What is “Supply Chain and Technological Basis for Economic Security”? - Securing the future of computing -

Date December 13, 2023
Speaker Mukesh KHARE (General Manager, IBM Semiconductors and Vice President of Hybrid Cloud Research, IBM)
Moderator NISHIKAWA Kazumi (Principal Director, Office of Economic Security, Minister's Secretariat, METI)
Materials
Announcement

The convergence of high precision “Bits,” AI-driven “Neurons,” and quantum “Qubits” will define the upcoming new era in computing. The hybrid cloud, integrating these facets, is pivotal for industry evolution. AI computing, poised to significantly boost global GPD, faces challenges, including its sizable carbon footprint. Sustainable practices in the semiconductor industry must be evaluated, and collaborative efforts between private and public sectors are key to achieving this goal. AI development should be approached from a full stack perspective, to achieve maximum efficiency in computing. Accessible AI hardware is also a priority to help foster innovation in this space. Reduced precision computing, exemplified by IBM’s AIU hardware, enhances AI efficiency. The journey will involve reducing precision computing, heterogenous integration, and transition to analog computing. Analog AI will emulate the human brain’s workings and rely on materials innovation. Partnerships, responsible technology development, and comprehensive supply chain considerations are key elements for sustained growth and national security going forward.

Summary

New Era for Computing

IBM is the only IT company that is more than 100 years old. The reason that the company has survived for so long is because of IBM Research and the continued focus on inventing the future of computing. The approach is academic, with an end-goal focus on business outcomes.

We are living in a unique time, as three aspects of computing are coming together: firstly, “Bits” or high precision computing which we all know, and which will continue into the future; secondly, “Neurons” which are represented by new forms of computing such as AI; and thirdly, “Qubits,” which is quantum computing. In the future all three parts will coexist and add to each other. All these elements of computing will be consumed within the hybrid cloud. Hybrid clouds are important because there must be a common platform for consumption of computing. This is the future of the industry.

AI Computing

There is a projection that generative AI could raise global GDP by 7% within 10 years. AI computing is just getting started and there is an opportunity ahead of us to participate in creating new and groundbreaking technology in a sustainable way. The rate of AI workload is growing exponentially. Most advanced AI models use as much as 500 billion parameters, which means that the demand for computing is almost doubling every three months, which is impressive but means that the energy demands are substantial.

How can we address the large carbon footprint generated by AI? To train one GPT3 model generates as much carbon footprint as three jetliner round trips from New York to San Francisco, so the potential is incredible, but so is the challenge to sustainability.

Semi-conductor industry

At the foundation of these advances is the semiconductor industry. Semiconductor technology will enable this new and growing computing potential. Currently, the largest chips use as many as 20-50 billion transistors per chip. However, the industry is headed towards 1 trillion transistors per chip by the end of this decade. AI will be the workload that drives innovation in the next era, as well as the continuous growth of the semiconductor industry.

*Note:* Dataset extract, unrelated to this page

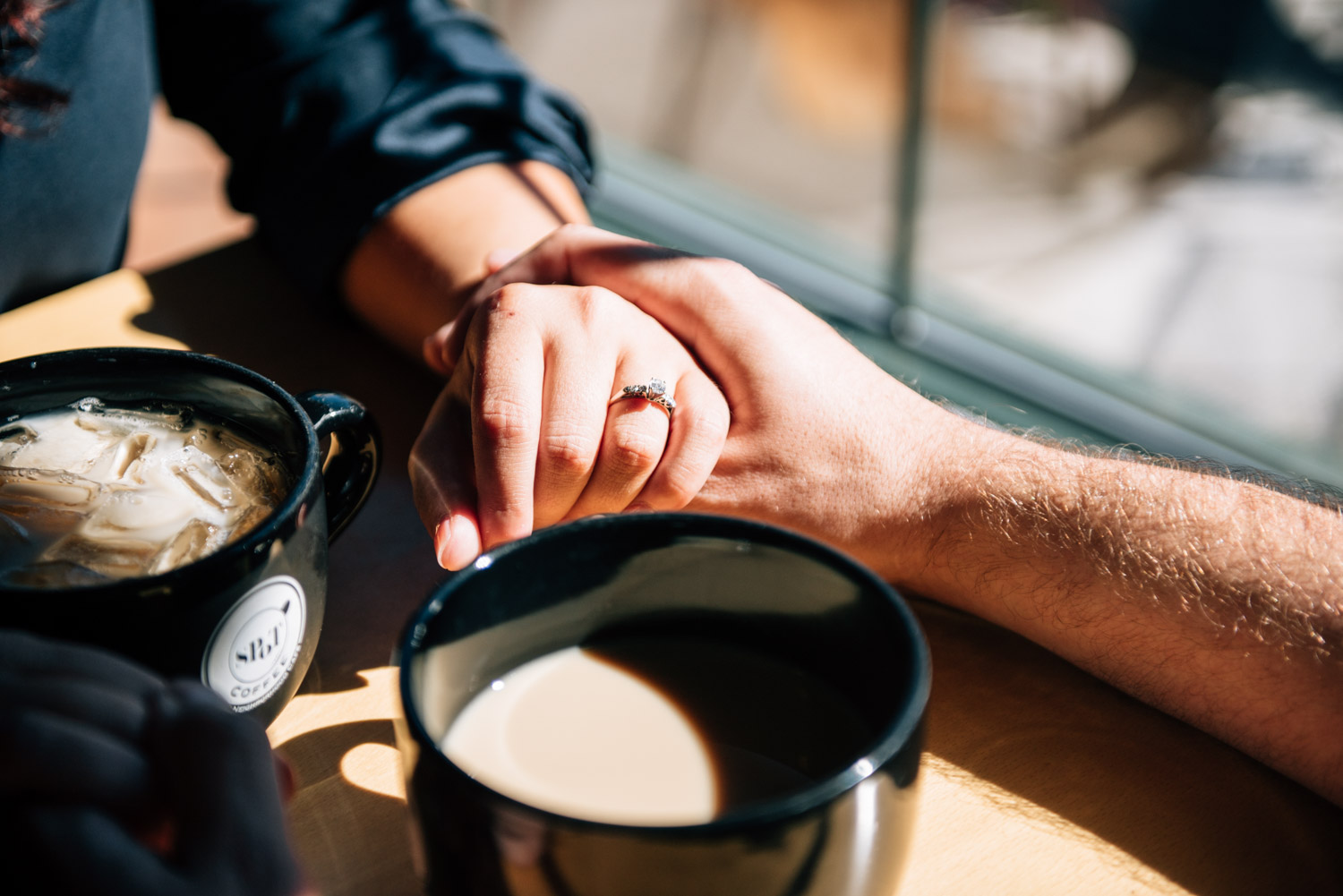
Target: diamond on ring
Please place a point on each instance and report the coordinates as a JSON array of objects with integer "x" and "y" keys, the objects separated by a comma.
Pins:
[{"x": 654, "y": 392}]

Another era in semiconductor technology that is evolving is associated with chiplet technology. We will be able to mix and match chiplets which perform different functions. This will help function as an accelerator to get us closer to the 1 trillion transistors per chip goal by the end of the decade.

The semiconductor industry today is worth approximately 600 billion-dollars, but by the end of this decade it will be projected to be a 1 trillion-dollar industry.

Partnerships

To meet these goals, we need strong partnerships between government, the private sector, and academia. At IBM Research, we are participating in one of the largest and most advanced research and development centers in Albany, NY. This center is based on a partnership between IBM and NY Creates, which is run by the State of New York. The ecosystem partners include many stakeholders in the semiconductor industry who have come together to collaborate and develop new technologies and methods. This facility has some of the most advanced tooling capabilities available anywhere in the world and has recently welcomed Rapidus from Japan into the enterprise.

As part of this collaborative ecosystem, we created the world’s first 2nm chip technology, announced in 2021. Rapidus is a new welcome partner in this endeavor. This chip provides 75% less power consumption compared to 7nm technology and uses a new device structure called nanosheet technology and the technology won TIME Magazine’s Best Invention of 2022 award.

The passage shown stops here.